Loan to Value is a lending risk assessment ratio for approving a mortgage, including private mortgages. Typically, assessments with high LTV ratios are generally seen as higher risk and the loan will cost the private borrower more to borrow or will need to purchase mortgage insurance. The LTV ratio describes the relationship of mortgage amounts to the appraised value of your property.
- For instance, if your property is worth $1,000,000 and your 1st mortgage is $500,000: 1st mortgage LTV ratio would be 50%, 1st mortgage LTV = $500,000 ÷ $1,000,000 = 50%
- If you add a 2nd mortgage of $250,000, the combined mortgage is $750,000: LTV would be increased to 75%, 2nd mortgage LTV =($500,000 + $250,000) ÷ $1,000,000 = 75%
LTV is used to evaluate risk to determine the amount loaned to a private borrower, along with the interest rate.
What is a First Mortgage Penalty Payout?
When breaking your mortgage early, usually because of a refinance or the sale of your home, you will need to pay your lender a penalty called a prepayment penalty. The amount you pay depends on the day you signed your original mortgage contract, the term of that contract and your existing mortgage balance, rate type and mortgage rate.

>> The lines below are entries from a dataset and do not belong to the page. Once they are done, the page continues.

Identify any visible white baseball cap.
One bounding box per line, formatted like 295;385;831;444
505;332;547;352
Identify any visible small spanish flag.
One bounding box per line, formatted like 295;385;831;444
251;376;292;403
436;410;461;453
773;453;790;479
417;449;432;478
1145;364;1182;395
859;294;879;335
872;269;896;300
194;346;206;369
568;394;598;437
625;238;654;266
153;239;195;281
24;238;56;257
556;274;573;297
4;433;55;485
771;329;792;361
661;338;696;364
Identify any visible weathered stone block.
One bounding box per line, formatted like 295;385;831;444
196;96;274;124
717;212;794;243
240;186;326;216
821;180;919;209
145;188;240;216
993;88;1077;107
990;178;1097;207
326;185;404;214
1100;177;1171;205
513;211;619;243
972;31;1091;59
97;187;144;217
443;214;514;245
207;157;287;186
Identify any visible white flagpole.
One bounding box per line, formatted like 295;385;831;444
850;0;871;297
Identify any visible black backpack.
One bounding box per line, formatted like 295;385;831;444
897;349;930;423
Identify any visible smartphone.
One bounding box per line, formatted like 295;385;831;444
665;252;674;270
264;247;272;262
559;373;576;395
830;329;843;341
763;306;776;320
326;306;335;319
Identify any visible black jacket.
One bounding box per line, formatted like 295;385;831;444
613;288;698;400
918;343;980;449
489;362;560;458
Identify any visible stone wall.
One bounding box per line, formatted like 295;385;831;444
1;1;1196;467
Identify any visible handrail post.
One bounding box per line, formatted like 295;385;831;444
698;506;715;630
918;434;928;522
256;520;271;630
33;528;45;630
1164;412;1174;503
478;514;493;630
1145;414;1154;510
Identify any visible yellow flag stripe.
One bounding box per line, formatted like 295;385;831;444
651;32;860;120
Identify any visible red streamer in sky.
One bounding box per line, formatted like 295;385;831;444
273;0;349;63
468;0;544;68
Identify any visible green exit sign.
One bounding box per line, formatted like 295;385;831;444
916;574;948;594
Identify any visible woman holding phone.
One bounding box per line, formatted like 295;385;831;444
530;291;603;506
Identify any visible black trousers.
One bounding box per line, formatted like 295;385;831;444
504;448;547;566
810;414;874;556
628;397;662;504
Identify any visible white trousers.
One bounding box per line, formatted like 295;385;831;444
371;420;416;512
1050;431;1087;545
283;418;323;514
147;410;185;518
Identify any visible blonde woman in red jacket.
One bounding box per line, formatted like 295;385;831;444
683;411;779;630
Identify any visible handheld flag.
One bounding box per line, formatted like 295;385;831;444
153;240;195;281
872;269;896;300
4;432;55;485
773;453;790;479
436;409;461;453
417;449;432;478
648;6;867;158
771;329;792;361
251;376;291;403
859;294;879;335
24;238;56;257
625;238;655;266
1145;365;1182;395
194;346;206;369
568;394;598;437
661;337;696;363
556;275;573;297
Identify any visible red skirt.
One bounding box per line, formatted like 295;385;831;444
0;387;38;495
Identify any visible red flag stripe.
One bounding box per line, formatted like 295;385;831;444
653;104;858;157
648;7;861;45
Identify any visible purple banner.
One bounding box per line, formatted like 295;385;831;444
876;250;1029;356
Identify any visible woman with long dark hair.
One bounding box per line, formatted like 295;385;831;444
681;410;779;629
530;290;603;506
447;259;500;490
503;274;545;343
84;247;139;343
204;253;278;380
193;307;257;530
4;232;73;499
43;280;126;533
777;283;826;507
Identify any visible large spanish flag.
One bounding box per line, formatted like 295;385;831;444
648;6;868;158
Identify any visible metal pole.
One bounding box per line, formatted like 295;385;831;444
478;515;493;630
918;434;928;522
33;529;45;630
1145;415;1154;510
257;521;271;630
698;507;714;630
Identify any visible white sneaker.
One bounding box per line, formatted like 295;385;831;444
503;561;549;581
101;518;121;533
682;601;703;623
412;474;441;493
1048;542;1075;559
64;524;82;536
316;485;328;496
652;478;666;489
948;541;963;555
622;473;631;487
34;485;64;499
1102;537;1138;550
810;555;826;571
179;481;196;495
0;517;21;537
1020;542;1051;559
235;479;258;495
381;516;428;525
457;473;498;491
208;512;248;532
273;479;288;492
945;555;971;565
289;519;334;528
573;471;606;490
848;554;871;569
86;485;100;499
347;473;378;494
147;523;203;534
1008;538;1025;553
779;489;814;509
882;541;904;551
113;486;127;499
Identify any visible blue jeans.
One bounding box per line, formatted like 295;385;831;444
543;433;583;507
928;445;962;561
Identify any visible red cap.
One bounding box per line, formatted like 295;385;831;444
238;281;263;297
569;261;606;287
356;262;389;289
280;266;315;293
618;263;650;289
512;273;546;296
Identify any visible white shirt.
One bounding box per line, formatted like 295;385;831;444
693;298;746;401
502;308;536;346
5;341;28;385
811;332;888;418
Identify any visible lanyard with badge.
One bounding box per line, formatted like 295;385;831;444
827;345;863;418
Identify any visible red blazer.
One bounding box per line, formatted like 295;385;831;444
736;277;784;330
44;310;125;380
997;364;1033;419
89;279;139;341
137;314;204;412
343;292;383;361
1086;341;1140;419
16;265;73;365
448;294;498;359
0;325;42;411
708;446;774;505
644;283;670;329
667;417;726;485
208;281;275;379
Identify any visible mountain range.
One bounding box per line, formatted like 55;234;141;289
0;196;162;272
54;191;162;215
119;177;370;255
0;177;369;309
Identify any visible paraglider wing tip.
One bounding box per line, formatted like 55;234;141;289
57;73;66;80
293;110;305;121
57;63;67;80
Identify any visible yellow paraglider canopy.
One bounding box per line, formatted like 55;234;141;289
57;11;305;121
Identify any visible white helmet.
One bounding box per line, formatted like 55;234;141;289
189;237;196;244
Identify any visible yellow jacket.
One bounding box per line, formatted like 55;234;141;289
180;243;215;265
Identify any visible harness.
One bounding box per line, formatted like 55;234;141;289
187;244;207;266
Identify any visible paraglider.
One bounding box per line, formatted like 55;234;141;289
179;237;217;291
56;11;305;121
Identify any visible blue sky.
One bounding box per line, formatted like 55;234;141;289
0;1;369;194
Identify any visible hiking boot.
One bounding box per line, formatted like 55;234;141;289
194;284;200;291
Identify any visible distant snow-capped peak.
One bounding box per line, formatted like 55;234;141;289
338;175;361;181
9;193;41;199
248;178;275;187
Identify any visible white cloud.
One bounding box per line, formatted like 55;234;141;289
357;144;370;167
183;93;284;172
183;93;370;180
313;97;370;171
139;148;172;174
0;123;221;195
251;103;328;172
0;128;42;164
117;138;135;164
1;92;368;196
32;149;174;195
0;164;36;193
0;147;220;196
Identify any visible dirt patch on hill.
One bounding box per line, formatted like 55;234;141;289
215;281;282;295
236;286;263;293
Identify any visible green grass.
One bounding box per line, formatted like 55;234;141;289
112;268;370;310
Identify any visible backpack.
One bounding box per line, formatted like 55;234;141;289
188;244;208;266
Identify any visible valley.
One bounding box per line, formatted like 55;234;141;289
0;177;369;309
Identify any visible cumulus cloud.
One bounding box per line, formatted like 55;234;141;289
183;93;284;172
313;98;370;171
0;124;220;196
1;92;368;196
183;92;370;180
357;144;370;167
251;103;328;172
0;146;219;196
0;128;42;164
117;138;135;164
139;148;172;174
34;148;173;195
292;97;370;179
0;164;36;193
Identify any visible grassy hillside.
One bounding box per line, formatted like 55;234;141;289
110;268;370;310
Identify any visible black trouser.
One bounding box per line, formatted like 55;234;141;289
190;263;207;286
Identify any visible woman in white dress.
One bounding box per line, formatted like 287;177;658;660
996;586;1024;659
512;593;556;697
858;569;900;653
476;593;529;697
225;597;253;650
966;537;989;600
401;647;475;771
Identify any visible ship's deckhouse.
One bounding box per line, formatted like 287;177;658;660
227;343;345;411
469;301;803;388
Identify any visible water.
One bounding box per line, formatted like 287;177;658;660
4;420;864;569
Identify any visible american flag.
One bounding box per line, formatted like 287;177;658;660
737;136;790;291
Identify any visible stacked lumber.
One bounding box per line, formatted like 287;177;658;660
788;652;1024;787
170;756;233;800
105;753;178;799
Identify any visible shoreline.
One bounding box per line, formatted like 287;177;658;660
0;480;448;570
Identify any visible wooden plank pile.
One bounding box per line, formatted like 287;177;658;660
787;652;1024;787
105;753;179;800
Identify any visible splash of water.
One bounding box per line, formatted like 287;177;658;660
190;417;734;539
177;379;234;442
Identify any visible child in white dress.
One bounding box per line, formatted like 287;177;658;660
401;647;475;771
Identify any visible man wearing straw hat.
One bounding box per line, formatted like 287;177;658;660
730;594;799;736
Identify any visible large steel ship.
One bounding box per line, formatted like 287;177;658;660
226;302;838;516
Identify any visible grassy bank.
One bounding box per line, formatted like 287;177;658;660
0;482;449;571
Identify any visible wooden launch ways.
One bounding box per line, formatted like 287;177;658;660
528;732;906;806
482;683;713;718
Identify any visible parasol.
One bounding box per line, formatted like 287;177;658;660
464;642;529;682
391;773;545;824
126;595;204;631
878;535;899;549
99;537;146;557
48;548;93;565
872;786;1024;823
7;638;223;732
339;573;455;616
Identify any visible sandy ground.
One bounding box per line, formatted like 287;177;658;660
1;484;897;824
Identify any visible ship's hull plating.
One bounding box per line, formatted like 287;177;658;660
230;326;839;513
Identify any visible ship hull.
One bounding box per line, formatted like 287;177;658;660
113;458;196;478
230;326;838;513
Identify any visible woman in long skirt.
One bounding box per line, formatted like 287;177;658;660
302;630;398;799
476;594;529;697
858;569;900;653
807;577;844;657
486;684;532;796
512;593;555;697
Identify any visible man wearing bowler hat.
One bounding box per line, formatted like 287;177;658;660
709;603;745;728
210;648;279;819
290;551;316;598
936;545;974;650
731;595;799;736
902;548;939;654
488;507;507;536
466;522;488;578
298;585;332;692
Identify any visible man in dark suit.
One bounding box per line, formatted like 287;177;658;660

A variable versus a fixed mortgage rate is the biggest factor in the first mortgage penalty payout. Fixed rate holders pay the greater of interest rate differential or three months interest, while variable rate holders pay just three months interest. In some situations, a second mortgage can help with a high first mortgage penalty payout.
Home Loan Application Checklist?
Here’s what you need to get the home you want.
To apply, we’ll need copies of the following:
- Copy of the purchase and sale agreement
- Your home address for the past two years
- Employer’s name and address for the past two years
- Last two pay stubs and the past two years’ T4w
- Proof of other income (rental agreements, copies of contract receivables plus 12 months’ payment record, and/or record of alimony or child support and child support payments received – alimony need not be revealed)
- Bank and brokerage statements
- Outstanding loans—including company name, address, account number, balance and monthly payment
- Landlord’s name, address and phone number, if applicable
- If self-employed or commissioned sales, last two years’ tax returns, and for the business, a year-to-date income statement and balance sheet
What is Debt Consolidation?
Do you find yourself juggling multiple debts, interest rates and payment schedules every month? A Vancouver Debt Consolidation Loan from us can make easier and more convenient to manage your debt while lowering how much you actually have to pay every month.
A debt consolidation loan allows you to combine all of your existing debt – including credit cards, lines of credit or loans – into a single, predictable payment. We’ll work with you to help you pay one interest rate, reduce what you pay, improve your cash flow and get closer to being debt-free sooner. We work with clients throughout Metro Vancouver and British Columbia looking for a lender who understands our unique market and economy.
Is a Debt Consolidation Loan the right choice for you?
- Are you tired of juggling multiple (five or six) payments each month?
- Are you at risk of missing one or more payment?
- Do you find yourself only making minimum payments?
- Other creditors charging interest rates higher than today’s mortgage rates?